Fast forward 3 hours and approximately as many more medicinal Blood Marys later.  It has been a pleasant enough flight and the air hostess has now asked everyone to prepare for landing.  The plane is descending rapidly when suddenly two rows in front of the usually well mannered mother there is mamba music.  Some person has left on his phone.  Now we all make mistakes, and the modern mother likes to believe that if the offender had simply turned the phone off that would have been the end of the story.  But what does this person do?  He starts TALKING on the phone AS THE PLANE IS LANDING!  Decorum aside, that is DANGEROUS. Who knows how much attention air traffic pays to these no-name airlines?  What if signals got crossed and the flight is run into by a real plane like Delta or US Air?  In any event, it is at this point that a normally well-mannered mother might decide to say something very loudly in an otherwise silent airplane cabin such as,  "STOP TALKING and TURN OFF YOUR PHONE! WHAT IS WRONG WITH YOU?  THE PLANE IS LANDING!"  And when he continues on the line "WOULD YOU PLEASE TURN OFF YOUR PHONE NOW!" or something like that.
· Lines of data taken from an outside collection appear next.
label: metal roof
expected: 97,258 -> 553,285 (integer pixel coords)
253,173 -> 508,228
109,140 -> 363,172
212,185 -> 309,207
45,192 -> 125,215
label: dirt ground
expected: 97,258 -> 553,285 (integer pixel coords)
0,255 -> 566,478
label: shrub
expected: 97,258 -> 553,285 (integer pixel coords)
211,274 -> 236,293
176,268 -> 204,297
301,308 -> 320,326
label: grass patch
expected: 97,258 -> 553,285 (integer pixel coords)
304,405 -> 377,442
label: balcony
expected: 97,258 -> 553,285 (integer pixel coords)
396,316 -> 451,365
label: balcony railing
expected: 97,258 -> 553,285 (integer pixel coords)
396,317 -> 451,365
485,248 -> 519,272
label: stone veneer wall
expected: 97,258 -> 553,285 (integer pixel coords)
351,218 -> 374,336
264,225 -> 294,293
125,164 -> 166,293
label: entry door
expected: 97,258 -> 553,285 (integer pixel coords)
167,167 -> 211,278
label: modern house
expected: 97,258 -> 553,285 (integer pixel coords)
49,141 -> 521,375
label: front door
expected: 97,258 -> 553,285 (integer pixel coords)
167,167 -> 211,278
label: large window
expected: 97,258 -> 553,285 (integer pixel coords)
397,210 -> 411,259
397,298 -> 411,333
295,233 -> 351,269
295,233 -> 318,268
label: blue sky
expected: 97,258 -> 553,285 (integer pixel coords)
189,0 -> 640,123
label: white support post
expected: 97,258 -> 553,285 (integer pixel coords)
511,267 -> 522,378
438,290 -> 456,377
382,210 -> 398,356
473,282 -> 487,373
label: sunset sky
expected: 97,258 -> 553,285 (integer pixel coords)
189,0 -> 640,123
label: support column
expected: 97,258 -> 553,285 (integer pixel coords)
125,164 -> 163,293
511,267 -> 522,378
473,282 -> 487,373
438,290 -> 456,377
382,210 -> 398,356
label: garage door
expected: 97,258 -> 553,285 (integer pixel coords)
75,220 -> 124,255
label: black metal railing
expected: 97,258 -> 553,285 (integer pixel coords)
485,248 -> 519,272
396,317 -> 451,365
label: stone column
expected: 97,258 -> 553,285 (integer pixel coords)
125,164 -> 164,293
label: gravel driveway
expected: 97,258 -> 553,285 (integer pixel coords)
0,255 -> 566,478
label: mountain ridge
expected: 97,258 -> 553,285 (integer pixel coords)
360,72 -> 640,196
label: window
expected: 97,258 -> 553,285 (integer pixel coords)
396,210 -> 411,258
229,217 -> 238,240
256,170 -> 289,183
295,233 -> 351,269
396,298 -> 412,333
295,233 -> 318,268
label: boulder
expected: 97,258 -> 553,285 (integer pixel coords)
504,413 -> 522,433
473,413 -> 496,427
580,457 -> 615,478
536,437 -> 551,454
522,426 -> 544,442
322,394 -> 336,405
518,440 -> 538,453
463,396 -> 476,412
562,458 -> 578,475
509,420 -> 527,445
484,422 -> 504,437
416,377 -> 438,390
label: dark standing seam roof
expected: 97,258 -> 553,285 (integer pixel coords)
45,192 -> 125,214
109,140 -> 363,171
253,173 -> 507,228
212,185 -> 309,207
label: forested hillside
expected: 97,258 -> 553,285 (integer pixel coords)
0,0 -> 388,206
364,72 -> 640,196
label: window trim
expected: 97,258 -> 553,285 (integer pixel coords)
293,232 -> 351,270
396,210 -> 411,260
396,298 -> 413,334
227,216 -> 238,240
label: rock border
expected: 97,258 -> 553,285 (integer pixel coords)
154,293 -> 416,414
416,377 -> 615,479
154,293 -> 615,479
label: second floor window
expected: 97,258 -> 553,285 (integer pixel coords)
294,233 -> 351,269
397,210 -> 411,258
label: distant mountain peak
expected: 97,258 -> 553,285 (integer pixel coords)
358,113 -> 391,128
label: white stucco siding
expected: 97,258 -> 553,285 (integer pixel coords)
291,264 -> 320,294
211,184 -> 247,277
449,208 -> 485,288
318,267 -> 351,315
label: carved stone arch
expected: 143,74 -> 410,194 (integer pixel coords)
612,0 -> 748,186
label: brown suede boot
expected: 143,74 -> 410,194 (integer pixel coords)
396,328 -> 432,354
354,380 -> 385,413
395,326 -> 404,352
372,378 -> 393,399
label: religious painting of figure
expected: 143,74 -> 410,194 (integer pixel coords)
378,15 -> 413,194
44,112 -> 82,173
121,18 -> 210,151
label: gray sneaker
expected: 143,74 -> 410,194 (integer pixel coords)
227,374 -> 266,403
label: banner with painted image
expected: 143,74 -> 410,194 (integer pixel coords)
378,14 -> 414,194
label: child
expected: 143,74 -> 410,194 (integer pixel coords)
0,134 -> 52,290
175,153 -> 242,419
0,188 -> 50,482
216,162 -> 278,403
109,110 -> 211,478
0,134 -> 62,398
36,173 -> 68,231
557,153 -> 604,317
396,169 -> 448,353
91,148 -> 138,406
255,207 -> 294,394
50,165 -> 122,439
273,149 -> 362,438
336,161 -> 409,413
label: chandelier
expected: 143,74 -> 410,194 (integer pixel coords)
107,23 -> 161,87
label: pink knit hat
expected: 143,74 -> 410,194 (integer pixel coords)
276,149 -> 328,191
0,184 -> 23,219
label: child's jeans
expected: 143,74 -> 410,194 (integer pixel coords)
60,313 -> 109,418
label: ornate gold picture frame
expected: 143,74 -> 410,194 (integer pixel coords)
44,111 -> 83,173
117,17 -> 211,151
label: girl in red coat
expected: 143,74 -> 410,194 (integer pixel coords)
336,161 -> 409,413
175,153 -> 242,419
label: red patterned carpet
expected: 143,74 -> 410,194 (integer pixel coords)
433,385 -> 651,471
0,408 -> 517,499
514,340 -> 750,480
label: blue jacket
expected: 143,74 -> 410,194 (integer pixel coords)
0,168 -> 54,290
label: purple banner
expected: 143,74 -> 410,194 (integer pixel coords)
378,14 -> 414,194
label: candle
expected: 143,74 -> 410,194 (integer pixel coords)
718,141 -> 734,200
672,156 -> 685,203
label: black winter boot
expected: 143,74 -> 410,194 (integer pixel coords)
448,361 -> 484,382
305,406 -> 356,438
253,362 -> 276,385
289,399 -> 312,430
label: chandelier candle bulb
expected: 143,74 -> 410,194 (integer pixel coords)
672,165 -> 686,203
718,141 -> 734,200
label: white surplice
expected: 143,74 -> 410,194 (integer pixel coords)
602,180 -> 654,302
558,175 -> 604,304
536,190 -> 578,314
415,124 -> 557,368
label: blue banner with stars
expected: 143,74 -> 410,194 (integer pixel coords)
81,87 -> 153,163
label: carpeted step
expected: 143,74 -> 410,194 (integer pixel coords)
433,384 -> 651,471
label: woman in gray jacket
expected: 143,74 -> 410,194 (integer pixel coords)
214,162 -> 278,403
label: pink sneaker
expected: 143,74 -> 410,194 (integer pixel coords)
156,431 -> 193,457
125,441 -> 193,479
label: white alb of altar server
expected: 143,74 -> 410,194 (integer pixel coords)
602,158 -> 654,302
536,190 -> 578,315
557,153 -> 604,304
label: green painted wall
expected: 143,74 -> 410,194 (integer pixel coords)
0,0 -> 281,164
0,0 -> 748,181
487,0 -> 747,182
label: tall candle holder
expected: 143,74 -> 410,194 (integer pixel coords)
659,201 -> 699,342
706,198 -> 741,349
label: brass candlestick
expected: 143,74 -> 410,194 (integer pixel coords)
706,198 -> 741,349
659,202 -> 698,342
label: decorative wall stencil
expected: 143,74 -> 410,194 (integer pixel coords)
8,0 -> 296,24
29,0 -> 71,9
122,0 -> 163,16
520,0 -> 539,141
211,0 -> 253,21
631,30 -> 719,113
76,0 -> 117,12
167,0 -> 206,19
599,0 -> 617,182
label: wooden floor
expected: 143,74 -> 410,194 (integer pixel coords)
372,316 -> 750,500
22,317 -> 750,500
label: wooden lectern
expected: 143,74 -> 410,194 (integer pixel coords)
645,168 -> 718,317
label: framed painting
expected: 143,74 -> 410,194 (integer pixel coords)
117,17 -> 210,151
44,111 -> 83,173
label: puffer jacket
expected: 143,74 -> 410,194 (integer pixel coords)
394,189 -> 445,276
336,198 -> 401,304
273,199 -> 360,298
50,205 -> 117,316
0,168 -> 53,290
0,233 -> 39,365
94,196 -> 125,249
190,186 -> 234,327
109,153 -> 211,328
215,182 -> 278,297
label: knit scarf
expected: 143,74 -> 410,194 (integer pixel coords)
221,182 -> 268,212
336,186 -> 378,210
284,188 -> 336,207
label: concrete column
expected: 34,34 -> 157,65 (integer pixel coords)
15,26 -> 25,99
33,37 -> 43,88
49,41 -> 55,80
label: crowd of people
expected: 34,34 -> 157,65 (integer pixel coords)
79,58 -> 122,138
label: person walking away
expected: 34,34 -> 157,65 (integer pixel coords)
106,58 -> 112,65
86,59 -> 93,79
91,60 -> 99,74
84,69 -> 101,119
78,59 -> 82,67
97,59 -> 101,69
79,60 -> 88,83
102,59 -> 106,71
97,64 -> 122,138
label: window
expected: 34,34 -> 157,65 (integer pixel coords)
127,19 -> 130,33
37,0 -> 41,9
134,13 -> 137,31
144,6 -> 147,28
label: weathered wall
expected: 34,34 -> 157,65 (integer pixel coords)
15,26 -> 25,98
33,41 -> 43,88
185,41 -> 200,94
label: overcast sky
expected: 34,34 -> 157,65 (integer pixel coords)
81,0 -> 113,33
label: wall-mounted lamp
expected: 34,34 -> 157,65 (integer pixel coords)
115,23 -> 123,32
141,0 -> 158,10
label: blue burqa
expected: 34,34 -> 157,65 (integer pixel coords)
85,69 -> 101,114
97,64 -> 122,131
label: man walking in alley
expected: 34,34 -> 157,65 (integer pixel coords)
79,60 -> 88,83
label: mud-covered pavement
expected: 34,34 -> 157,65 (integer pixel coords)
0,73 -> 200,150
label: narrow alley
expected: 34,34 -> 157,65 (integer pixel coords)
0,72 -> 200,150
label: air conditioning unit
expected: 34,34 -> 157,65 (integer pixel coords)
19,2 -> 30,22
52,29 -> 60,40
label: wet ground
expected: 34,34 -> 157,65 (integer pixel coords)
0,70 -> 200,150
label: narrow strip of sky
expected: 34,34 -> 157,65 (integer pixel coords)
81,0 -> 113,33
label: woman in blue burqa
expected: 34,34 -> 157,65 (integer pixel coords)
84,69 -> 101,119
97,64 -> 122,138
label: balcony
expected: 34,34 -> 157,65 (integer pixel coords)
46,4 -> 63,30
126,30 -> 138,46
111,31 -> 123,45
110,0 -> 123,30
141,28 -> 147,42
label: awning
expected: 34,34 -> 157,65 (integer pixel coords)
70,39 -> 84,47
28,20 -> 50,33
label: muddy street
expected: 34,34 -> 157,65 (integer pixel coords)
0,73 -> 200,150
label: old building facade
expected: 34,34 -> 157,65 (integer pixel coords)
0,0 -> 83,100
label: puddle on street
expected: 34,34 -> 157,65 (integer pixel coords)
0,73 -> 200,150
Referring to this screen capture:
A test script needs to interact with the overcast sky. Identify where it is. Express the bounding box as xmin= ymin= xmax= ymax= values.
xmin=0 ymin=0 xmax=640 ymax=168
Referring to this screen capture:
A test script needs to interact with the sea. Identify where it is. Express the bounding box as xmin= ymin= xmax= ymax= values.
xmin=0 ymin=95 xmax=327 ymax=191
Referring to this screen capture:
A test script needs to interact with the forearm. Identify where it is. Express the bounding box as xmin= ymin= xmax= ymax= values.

Of course the instant the well mannered mother has succeeded in her reprimand and realizes the entire plane is now staring at her, she would turn bright red and be quite embarrassed even if she has saved countless lives.  Because one never likes to make a scene.



Photo courtesy of Yahoo Images

3 comments:

Jennifer said...

Hummm...is one speaking from experience?

Kristin said...

Brilliant! Thanks for the laugh this morning.

Deb said...

I am neither well-mannered nor a mother but I have done precisely that on planes (the telling people to turn off their damn phones/electronic devices when the plane is descending, it drives me CRAZY that they would be willing to risk people's lives for something so selfish and inane).